An Israeli soldier walks near a burned Egyptian military vehicle, that was seized by Islamist gunmen in a deadly cross-border assault on Sunday, after it was towed to an Israeli army base just outside the southern Gaza Strip, 6 August 2012. Islamist gunmen killed at least 15 Egyptian police on Sunday and seized two military vehicles to attack a crossing point into Israel, the deadliest incident in Egypt's tense Sinai border region in decades.

Egyptian officials and senior figures in the Hamas movement, which controls the Gaza Strip, have devised plans to preempt any attacks similar to the 5 August attack in Rafah which killed 16 Egyptian border guards, pan-Arab newspaper Al-Hayat reported Friday.

The soldiers were killed near Egypt’s border with Gaza and Israel when masked gunmen attacked a military checkpoint two miles from the Karam Abu Salem border crossing. The assailants were shot dead after commandeering a tank and crossing the Israeli border.

The London-based Al-Hayat newspaper cited Egyptian and Palestinian sources as saying that the plans came after meetings between the two sides.

The newspaper described the talks as a significant development in security cooperation between Egypt and the Palestinians that would contribute to preserving Egypt’s national security.

The talks were attended by Ahmed Jabari, head of Hamas’ military wing, the Ezz Eddin al-Qassam Brigades; Moussa Abu Marzouk, vice head of Hamas’ political bureau; and Hamas official Ayman Taha, according to an Egyptian source.

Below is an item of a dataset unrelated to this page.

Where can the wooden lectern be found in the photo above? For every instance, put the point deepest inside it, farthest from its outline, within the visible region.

The source added that the talks were part of an agreement between the two sides to form a security committee to follow up on the Rafah attack.

Gaza Prime Minister Ismail Haniyeh on 6 August, one day after the attack, called for the establishment of a permanent security coordination committee with the government of Egypt.

“Compromising the security of Egypt is a compromise to Palestinian national security,” Haniyeh said at an emergency meeting of his government in Gaza on 6 August.